One Plant, Five Psychedelics

🍃 One Plant, Five Psychedelics. In the most exciting news for the tobacco plant since tomacco, researchers have successfully engineered it into a biosynthetic powerhouse capable of producing multiple psychedelic molecules typically found across plants, fungi and animals.

In Science Advances, the authors report the first complete elucidation of the DMT biosynthetic pathway in hallucinogenic plant species, revealing a simple two-enzyme sequence: a tryptophan decarboxylase and a highly promiscuous N-methyltransferase. By expressing these enzymes in tobacco, which has a naturally abundant tryptophan pool, the team achieved de novo DMT production.

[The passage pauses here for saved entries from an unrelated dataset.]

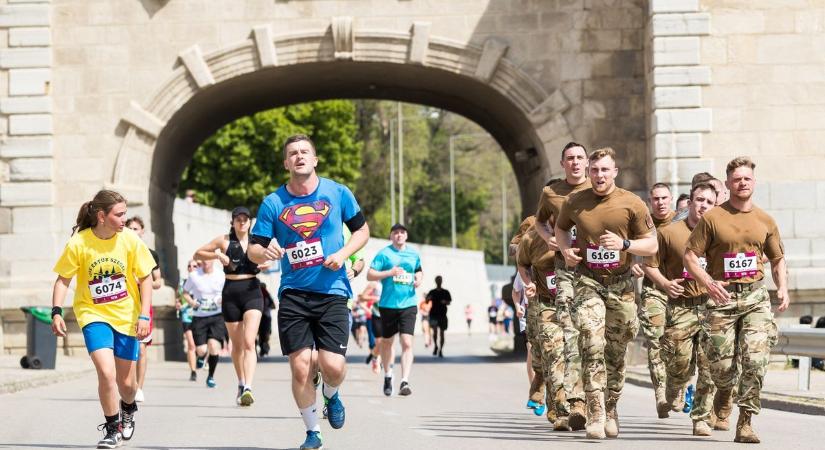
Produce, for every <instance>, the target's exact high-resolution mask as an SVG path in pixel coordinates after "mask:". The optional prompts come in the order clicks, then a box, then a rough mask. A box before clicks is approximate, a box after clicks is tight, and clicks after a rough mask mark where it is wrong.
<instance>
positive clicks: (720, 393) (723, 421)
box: [712, 389, 733, 431]
mask: <svg viewBox="0 0 825 450" xmlns="http://www.w3.org/2000/svg"><path fill="white" fill-rule="evenodd" d="M732 410H733V398H732V397H731V391H730V390H727V391H723V390H721V389H717V390H716V393H715V394H714V395H713V413H712V415H713V416H714V420H713V429H714V430H720V431H728V430H730V422H729V421H728V418H729V417H730V412H731V411H732Z"/></svg>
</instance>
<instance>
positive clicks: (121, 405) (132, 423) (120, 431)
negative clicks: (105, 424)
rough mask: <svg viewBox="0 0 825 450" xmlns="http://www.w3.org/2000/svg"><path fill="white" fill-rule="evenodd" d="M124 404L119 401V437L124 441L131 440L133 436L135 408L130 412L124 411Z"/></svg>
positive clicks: (124, 405)
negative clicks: (119, 415) (119, 408)
mask: <svg viewBox="0 0 825 450" xmlns="http://www.w3.org/2000/svg"><path fill="white" fill-rule="evenodd" d="M125 406H126V404H125V403H123V401H122V400H121V401H120V435H121V436H123V440H124V441H128V440H129V439H132V436H133V435H134V434H135V413H136V412H137V406H135V409H134V410H132V411H126V408H125Z"/></svg>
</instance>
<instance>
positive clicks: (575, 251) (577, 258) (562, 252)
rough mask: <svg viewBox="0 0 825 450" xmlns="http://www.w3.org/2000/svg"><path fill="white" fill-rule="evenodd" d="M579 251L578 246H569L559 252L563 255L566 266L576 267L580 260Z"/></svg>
mask: <svg viewBox="0 0 825 450" xmlns="http://www.w3.org/2000/svg"><path fill="white" fill-rule="evenodd" d="M579 252H581V249H580V248H578V247H571V248H568V249H567V250H565V251H563V252H562V253H561V254H562V256H563V257H564V264H565V265H567V267H576V266H577V265H578V264H579V263H580V262H581V260H582V257H581V256H579Z"/></svg>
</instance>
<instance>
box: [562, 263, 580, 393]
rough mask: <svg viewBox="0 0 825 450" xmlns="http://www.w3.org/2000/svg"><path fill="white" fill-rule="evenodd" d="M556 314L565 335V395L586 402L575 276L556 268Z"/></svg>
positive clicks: (564, 359) (562, 330)
mask: <svg viewBox="0 0 825 450" xmlns="http://www.w3.org/2000/svg"><path fill="white" fill-rule="evenodd" d="M556 289H557V291H556V314H558V317H559V322H560V325H561V328H562V331H563V333H564V393H565V394H566V395H567V401H568V402H569V403H571V404H572V403H573V402H576V401H582V402H583V401H584V385H583V382H582V359H581V345H580V341H579V330H577V329H576V327H575V326H574V325H573V318H572V317H571V315H570V304H571V303H572V302H573V275H572V273H571V272H569V271H567V270H565V269H563V268H559V267H558V266H556Z"/></svg>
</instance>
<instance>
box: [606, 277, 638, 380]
mask: <svg viewBox="0 0 825 450" xmlns="http://www.w3.org/2000/svg"><path fill="white" fill-rule="evenodd" d="M606 297H607V298H606V299H605V308H606V314H605V348H604V361H605V368H606V369H607V388H608V389H609V390H611V391H613V392H616V393H621V392H622V389H623V388H624V379H625V355H626V354H627V344H628V343H629V342H630V341H632V340H633V339H634V338H635V337H636V334H638V332H639V318H638V316H637V315H636V299H635V295H634V292H633V281H632V280H629V279H628V280H626V281H622V282H618V283H614V284H611V285H609V286H608V287H607V296H606Z"/></svg>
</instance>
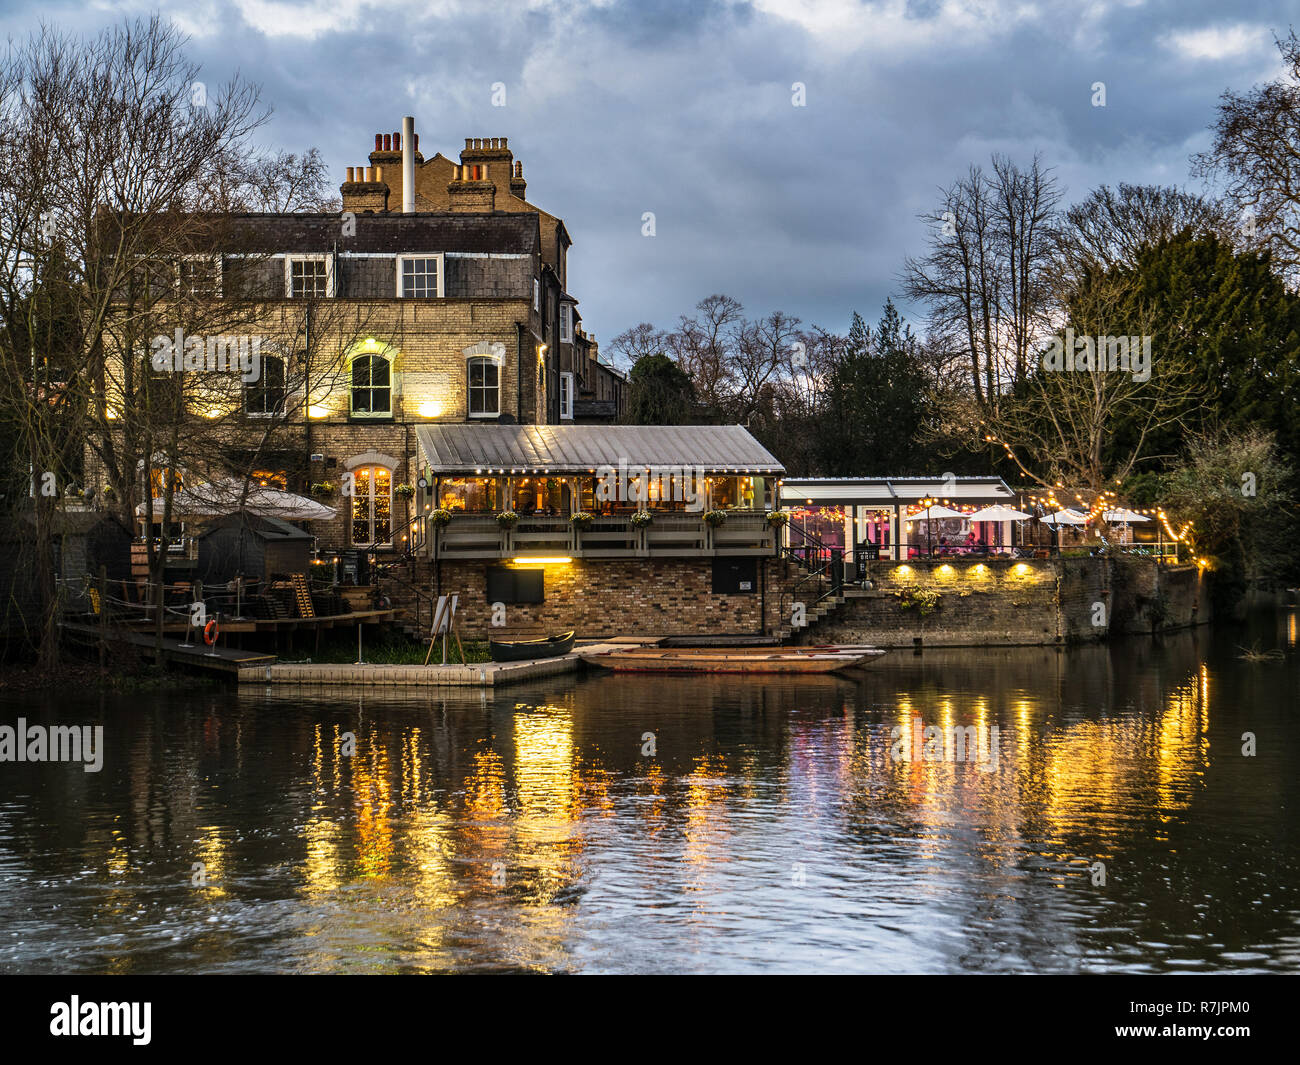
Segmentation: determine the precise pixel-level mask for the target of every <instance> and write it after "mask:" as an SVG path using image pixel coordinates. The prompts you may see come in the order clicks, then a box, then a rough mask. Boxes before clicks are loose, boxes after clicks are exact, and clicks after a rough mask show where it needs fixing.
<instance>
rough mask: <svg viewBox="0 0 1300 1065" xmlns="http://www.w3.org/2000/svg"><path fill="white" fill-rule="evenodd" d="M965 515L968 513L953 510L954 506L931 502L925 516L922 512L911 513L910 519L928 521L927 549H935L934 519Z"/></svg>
mask: <svg viewBox="0 0 1300 1065" xmlns="http://www.w3.org/2000/svg"><path fill="white" fill-rule="evenodd" d="M965 516H966V515H965V514H962V512H961V511H959V510H953V508H952V507H945V506H943V505H940V503H931V505H930V506H928V507H926V510H924V518H922V515H920V514H914V515H911V516H910V518H909V520H910V521H924V523H926V550H927V551H932V550H933V545H932V544H931V536H930V531H931V525H930V523H931V521H933V520H935V519H936V518H965Z"/></svg>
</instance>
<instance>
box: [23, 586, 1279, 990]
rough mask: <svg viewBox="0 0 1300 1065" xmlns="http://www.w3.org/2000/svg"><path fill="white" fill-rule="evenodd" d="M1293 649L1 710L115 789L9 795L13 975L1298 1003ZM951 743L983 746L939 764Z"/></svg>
mask: <svg viewBox="0 0 1300 1065" xmlns="http://www.w3.org/2000/svg"><path fill="white" fill-rule="evenodd" d="M1296 624H1297V622H1296V615H1295V612H1294V611H1292V612H1283V614H1279V615H1277V616H1274V615H1268V616H1265V618H1257V619H1256V620H1255V622H1253V623H1252V627H1251V628H1249V629H1239V628H1231V629H1199V631H1195V632H1184V633H1179V635H1174V636H1169V637H1165V638H1161V640H1145V638H1136V640H1130V641H1126V642H1122V644H1117V645H1114V646H1110V648H1097V646H1092V648H1079V649H1071V650H1065V651H1058V650H1054V649H1009V650H948V651H943V650H927V651H924V654H922V655H915V654H913V653H910V651H896V653H891V654H889V655H887V657H885V658H881V659H879V661H878V662H876V663H875V664H872V666H871V668H870V670H868V671H865V672H862V674H859V675H857V676H855V677H853V679H813V680H794V679H789V680H784V679H783V680H771V679H768V680H758V679H748V677H668V679H663V677H637V676H628V675H621V676H615V675H610V674H593V675H588V676H568V677H556V679H554V680H551V681H546V683H538V684H533V685H528V687H517V688H506V689H502V690H500V692H499V693H491V692H487V693H480V692H477V690H474V692H472V693H446V694H435V696H433V697H426V696H424V694H409V693H400V692H399V693H374V692H360V690H357V689H339V690H331V692H324V690H322V692H318V693H313V694H305V696H304V694H302V693H286V692H285V690H283V689H279V690H276V692H273V690H270V689H265V690H264V689H260V688H259V689H252V690H250V689H244V690H240V692H239V693H238V694H237V693H234V692H233V690H221V689H207V690H200V692H188V693H187V692H174V693H166V694H161V693H160V694H144V696H139V694H135V696H129V697H126V696H100V694H95V693H83V692H60V693H59V694H57V698H47V700H40V698H35V697H31V696H25V697H23V698H22V700H21V701H19V700H17V698H8V700H5V701H0V724H14V723H16V720H17V718H18V717H25V718H26V720H27V723H29V726H30V724H35V723H43V724H103V726H104V749H105V754H104V765H103V769H101V771H99V772H85V771H83V769H82V767H81V766H79V765H66V763H65V765H59V763H55V765H49V763H30V762H29V763H12V762H5V763H0V785H3V787H0V971H10V973H13V971H22V973H253V971H274V973H415V971H458V970H481V971H588V973H602V971H863V973H954V971H1043V973H1075V971H1126V973H1169V971H1295V970H1296V969H1297V965H1300V840H1297V832H1296V819H1295V818H1296V806H1297V798H1300V795H1297V792H1300V783H1297V782H1300V739H1297V736H1300V717H1297V714H1300V706H1297V690H1300V664H1297V663H1300V658H1297V654H1296ZM1244 646H1252V648H1257V649H1260V650H1269V649H1281V650H1282V651H1283V653H1284V655H1286V657H1284V659H1283V661H1261V662H1248V661H1244V659H1242V658H1240V654H1242V650H1240V649H1242V648H1244ZM918 719H919V720H918ZM952 726H961V727H966V726H975V727H976V730H983V731H980V732H979V733H978V735H980V736H982V737H983V739H984V740H985V743H987V745H985V746H984V748H983V749H976V748H975V746H972V748H971V749H970V750H967V752H966V758H965V761H958V759H957V757H953V756H952V748H949V749H948V750H941V749H940V748H937V746H932V745H927V746H924V748H923V746H922V745H920V743H919V741H918V743H917V744H913V740H915V739H917V736H918V733H917V732H915V731H914V730H915V728H917V727H922V728H924V727H944V728H950V727H952ZM995 727H996V730H997V731H996V732H993V728H995ZM1244 733H1252V736H1253V744H1255V753H1253V754H1244V753H1243V748H1244V745H1245V744H1248V743H1249V737H1247V739H1245V740H1243V736H1244ZM931 735H933V733H924V732H922V733H920V736H923V737H926V736H931ZM966 735H970V733H966ZM900 736H902V737H904V740H902V741H901V743H898V741H897V739H898V737H900ZM354 743H355V750H354V749H352V745H354ZM956 756H961V752H956ZM950 757H952V761H949V758H950Z"/></svg>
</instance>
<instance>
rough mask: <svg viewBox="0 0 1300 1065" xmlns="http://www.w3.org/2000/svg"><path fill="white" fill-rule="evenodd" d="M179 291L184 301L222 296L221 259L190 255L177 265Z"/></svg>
mask: <svg viewBox="0 0 1300 1065" xmlns="http://www.w3.org/2000/svg"><path fill="white" fill-rule="evenodd" d="M175 281H177V291H178V293H179V295H181V298H182V299H186V298H198V299H211V298H217V296H220V295H221V259H220V257H217V256H212V255H188V256H186V257H185V259H182V260H181V261H178V263H177V264H175Z"/></svg>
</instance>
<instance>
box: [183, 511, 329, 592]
mask: <svg viewBox="0 0 1300 1065" xmlns="http://www.w3.org/2000/svg"><path fill="white" fill-rule="evenodd" d="M313 538H315V537H312V534H311V533H308V532H303V531H302V529H299V528H298V527H296V525H291V524H289V523H287V521H281V520H279V519H278V518H264V516H261V515H257V514H250V512H248V511H239V512H237V514H227V515H224V516H221V518H213V519H212V520H211V521H208V523H207V528H205V529H204V531H203V532H201V533H199V536H198V537H196V541H198V545H199V564H198V567H196V570H195V575H196V576H198V579H199V580H201V581H203V583H204V584H205V585H211V584H225V583H227V581H230V580H234V577H240V576H242V577H246V579H257V580H264V581H269V580H281V579H287V577H289V575H290V573H305V572H307V568H308V566H311V559H312V541H313Z"/></svg>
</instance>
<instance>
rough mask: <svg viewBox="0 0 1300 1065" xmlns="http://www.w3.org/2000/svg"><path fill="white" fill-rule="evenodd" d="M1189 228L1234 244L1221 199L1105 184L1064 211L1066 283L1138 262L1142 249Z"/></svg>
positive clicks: (1232, 225)
mask: <svg viewBox="0 0 1300 1065" xmlns="http://www.w3.org/2000/svg"><path fill="white" fill-rule="evenodd" d="M1186 229H1191V230H1192V231H1193V233H1196V234H1203V233H1214V234H1217V235H1219V237H1223V238H1225V239H1227V241H1229V242H1230V243H1231V242H1232V238H1234V235H1235V234H1234V231H1232V230H1234V220H1232V217H1231V215H1230V212H1229V211H1227V208H1226V207H1225V205H1223V203H1222V202H1221V200H1217V199H1213V198H1209V196H1203V195H1200V194H1197V192H1188V191H1186V190H1182V189H1177V187H1174V186H1164V185H1127V183H1125V182H1121V183H1119V185H1118V186H1115V187H1114V189H1112V187H1110V186H1109V185H1102V186H1101V187H1100V189H1095V190H1092V192H1089V194H1088V195H1087V196H1086V198H1084V199H1083V200H1080V202H1079V203H1076V204H1074V205H1073V207H1070V208H1069V209H1067V211H1066V225H1065V226H1063V228H1062V230H1061V239H1060V247H1061V255H1062V261H1063V263H1065V269H1063V272H1062V276H1063V280H1066V281H1067V283H1076V282H1078V281H1079V280H1080V278H1082V277H1083V274H1084V273H1087V272H1088V270H1106V269H1110V268H1112V267H1117V265H1121V264H1125V263H1127V264H1132V263H1136V261H1138V254H1139V252H1140V251H1141V250H1143V248H1144V247H1148V246H1151V244H1154V243H1158V242H1160V241H1167V239H1170V238H1173V237H1175V235H1177V234H1179V233H1182V231H1183V230H1186Z"/></svg>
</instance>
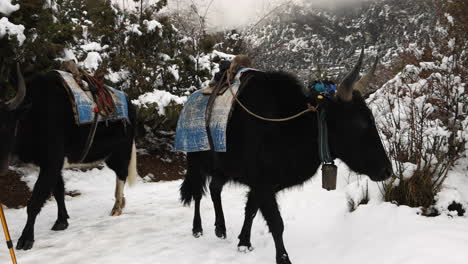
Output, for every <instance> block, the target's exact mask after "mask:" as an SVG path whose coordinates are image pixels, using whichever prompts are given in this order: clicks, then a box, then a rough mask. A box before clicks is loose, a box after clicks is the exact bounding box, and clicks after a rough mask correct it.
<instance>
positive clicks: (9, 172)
mask: <svg viewBox="0 0 468 264" xmlns="http://www.w3.org/2000/svg"><path fill="white" fill-rule="evenodd" d="M30 196H31V191H30V190H29V188H28V186H27V185H26V183H25V182H23V181H21V175H20V174H18V173H17V172H15V171H11V170H10V171H8V173H7V174H6V175H4V176H2V177H0V201H1V202H2V204H4V205H5V206H7V207H9V208H20V207H24V206H26V204H27V202H28V200H29V197H30Z"/></svg>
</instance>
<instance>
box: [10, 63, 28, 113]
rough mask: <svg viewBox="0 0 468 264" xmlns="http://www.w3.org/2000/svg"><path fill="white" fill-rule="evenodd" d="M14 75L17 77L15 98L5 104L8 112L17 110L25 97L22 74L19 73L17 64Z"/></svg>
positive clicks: (19, 66) (20, 104)
mask: <svg viewBox="0 0 468 264" xmlns="http://www.w3.org/2000/svg"><path fill="white" fill-rule="evenodd" d="M16 73H17V75H18V90H17V91H16V95H15V97H14V98H12V99H11V100H10V101H8V102H6V103H5V105H6V109H7V110H8V111H12V110H15V109H17V108H18V106H20V105H21V103H22V102H23V100H24V97H25V96H26V84H25V83H24V78H23V74H22V73H21V69H20V66H19V63H16Z"/></svg>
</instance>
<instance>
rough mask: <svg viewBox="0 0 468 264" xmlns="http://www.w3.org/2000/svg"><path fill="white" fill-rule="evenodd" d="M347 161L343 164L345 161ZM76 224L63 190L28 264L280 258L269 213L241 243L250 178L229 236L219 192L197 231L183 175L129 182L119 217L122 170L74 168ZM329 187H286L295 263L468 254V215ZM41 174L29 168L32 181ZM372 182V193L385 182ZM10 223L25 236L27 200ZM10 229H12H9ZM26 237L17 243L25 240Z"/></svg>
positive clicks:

Building on this, the researchers introduced additional biosynthetic enzymes to reconstruct pathways to DMT (plants), psilocybin/psilocin (fungi), and bufotenin and 5-MeO-DMT (toads) within the same tobacco plant. The system can also generate new-to-nature compounds: the addition of bacterial halogenases enables the production of halogenated tryptamines, while AlphaFold-guided enzyme engineering delivered a ~40-fold increase in 5-MeO-DMT biosynthesis.

The work could help enable new routes for the development and manufacture of psychedelic-based therapies for depression, anxiety and PTSD, as well as more sustainable alternatives to extraction from natural sources.